Low Birth Rate, Fewer Weddings, but Bigger Profits?

Kidswear and wedding continue doing brisk business in a symptom and cause of South Korea's low birth rate.

Low Birth Rate, Fewer Weddings, but Bigger Profits?

Photo: Baby Dior boutique in Seoul.  Credit: Shinsegae Gangnam.

South Korea’s low birth rate is well-documented, as is the related issue of fewer young people getting married. (See previous coverage, “Pandemic Depresses Dating Lives.”) But somehow, the low birth rate has not hurt the kidswear business at all. According to the Korea Federation of Textile Industries 한국섬유산업연합회, South Korea’s market for children’s clothing in 2022 was KRW 1.2t (USD 902m), a remarkable 31.8% growth since 2020, a period during which the overall fashion market grew by 13.5%.

The story is similar in the wedding business. According to the Bureau of Statistics 통계청, the number of weddings in South Korea declined by 33.4% between 2018 and 2022. Yet the average cost of a wedding has hit a record high. According to a research report by Duo Information 듀오 정보, South Korea’s leading matchmaking company, the average cost of a wedding in 2023 was KRW 13.9m (USD 10.4k), up by 8.76% from 2022.

Both trends are driven by strong growth in the premium market. Last year, Dior opened two Baby Dior boutiques in Seoul, quickly selling out of strollers (KRW 6m, or USD 4.5k) and baby trench coats (KRW 2m, or USD 1.5k). Other luxury brands like Louis Vuitton, Givenchy and Fendi are following suit and offering more children’s clothing. Likewise for weddings, five-star hotels in Seoul like the Westin Josun 웨스틴 조선 and the Lotte Hotel 롯데호텔 were fully booked for the year by late February, even as the number of wedding halls 예식장 - the typical venues for South Korean middle-class weddings until about 20 years ago - has declined by 26.3% between 2018 and 2022, according to the Bureau of Statistics.
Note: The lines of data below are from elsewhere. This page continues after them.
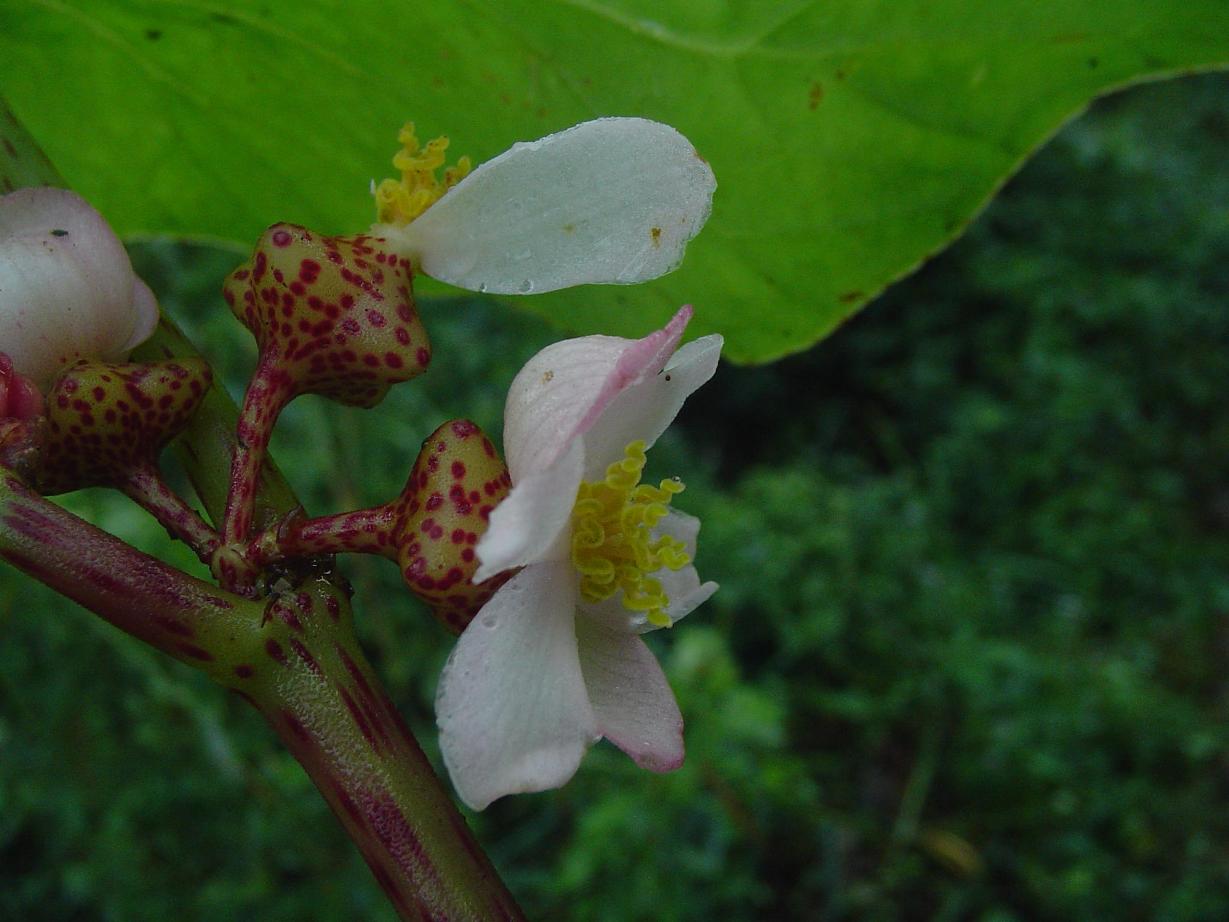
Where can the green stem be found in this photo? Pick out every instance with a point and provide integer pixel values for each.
(145, 486)
(294, 657)
(208, 443)
(314, 685)
(184, 617)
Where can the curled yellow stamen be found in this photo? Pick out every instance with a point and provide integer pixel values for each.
(401, 200)
(612, 542)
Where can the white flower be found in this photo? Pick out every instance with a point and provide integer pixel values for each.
(66, 288)
(612, 200)
(554, 660)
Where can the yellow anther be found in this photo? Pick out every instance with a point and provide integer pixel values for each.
(612, 542)
(402, 200)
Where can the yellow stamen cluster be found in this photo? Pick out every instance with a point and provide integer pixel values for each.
(612, 542)
(401, 200)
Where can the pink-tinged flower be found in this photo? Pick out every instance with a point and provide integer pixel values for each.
(66, 288)
(613, 200)
(554, 660)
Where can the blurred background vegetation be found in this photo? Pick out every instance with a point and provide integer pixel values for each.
(967, 660)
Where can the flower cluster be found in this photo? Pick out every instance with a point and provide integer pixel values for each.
(549, 568)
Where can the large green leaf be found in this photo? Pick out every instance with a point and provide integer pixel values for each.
(851, 138)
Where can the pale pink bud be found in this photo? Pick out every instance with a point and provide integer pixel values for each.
(66, 288)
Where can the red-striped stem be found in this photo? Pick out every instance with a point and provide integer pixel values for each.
(184, 617)
(316, 689)
(295, 658)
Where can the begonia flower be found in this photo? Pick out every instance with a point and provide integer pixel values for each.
(554, 659)
(66, 288)
(613, 200)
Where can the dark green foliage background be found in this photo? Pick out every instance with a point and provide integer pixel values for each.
(967, 661)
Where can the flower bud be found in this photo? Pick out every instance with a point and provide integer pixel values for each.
(66, 288)
(456, 482)
(106, 421)
(332, 315)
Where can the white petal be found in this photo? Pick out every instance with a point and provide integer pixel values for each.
(611, 200)
(645, 409)
(683, 589)
(531, 523)
(563, 390)
(631, 697)
(513, 711)
(145, 315)
(66, 287)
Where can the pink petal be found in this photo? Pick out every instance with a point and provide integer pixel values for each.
(647, 408)
(513, 711)
(531, 524)
(631, 697)
(564, 389)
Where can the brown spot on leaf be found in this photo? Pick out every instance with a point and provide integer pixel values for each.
(815, 96)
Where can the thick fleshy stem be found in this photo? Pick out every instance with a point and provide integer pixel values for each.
(184, 617)
(295, 658)
(312, 684)
(145, 486)
(139, 585)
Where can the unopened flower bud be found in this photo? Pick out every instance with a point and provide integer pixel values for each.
(456, 483)
(107, 421)
(332, 315)
(66, 288)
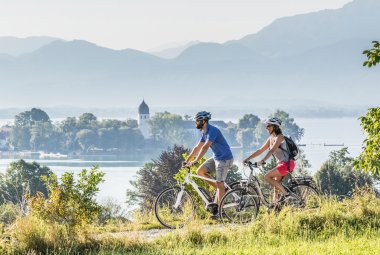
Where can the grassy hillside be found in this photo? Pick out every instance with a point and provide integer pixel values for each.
(348, 227)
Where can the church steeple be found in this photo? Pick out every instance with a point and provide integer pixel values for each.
(143, 108)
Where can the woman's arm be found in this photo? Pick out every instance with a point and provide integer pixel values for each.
(259, 151)
(279, 140)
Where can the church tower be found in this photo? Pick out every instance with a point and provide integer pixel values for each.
(143, 120)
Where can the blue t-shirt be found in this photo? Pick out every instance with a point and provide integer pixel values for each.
(219, 145)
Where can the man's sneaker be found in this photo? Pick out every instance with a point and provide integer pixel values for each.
(284, 198)
(215, 216)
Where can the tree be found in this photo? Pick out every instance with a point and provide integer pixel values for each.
(44, 136)
(21, 133)
(87, 138)
(338, 177)
(19, 137)
(21, 178)
(156, 176)
(288, 126)
(248, 121)
(72, 200)
(69, 128)
(369, 159)
(373, 55)
(28, 118)
(245, 137)
(87, 121)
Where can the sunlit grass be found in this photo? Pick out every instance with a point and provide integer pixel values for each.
(351, 226)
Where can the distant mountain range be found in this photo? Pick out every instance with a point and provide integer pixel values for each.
(306, 60)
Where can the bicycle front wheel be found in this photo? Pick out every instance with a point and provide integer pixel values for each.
(238, 206)
(174, 208)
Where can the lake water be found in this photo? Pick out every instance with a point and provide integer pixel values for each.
(120, 173)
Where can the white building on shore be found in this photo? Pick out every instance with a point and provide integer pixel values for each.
(143, 120)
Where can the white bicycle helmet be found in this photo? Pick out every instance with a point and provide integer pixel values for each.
(273, 121)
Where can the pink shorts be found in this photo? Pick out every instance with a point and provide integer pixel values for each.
(283, 167)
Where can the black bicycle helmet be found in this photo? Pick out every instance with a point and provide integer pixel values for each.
(203, 115)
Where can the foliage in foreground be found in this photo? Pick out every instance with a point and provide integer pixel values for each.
(350, 226)
(71, 202)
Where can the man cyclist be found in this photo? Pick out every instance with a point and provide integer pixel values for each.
(222, 159)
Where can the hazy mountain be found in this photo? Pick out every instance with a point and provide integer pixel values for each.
(16, 46)
(315, 58)
(292, 35)
(172, 52)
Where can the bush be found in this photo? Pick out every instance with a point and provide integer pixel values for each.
(9, 213)
(70, 202)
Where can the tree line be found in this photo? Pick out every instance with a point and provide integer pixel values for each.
(34, 130)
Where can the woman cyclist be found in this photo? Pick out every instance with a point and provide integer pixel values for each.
(278, 148)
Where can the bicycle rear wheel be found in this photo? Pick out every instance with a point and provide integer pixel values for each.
(238, 206)
(170, 214)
The counterintuitive growth may well be both a symptom and cause of the declining numbers of weddings and births. Increasingly, marriage and children are becoming luxury goods, available only to the upper middle class and beyond. The relative rarity of weddings and births increases the pressure to spend extravagantly as a type of Veblenian consumption. The resulting increased costs of getting married and having children, in turn, discourages people from doing so, further depressing marriage and birth rates.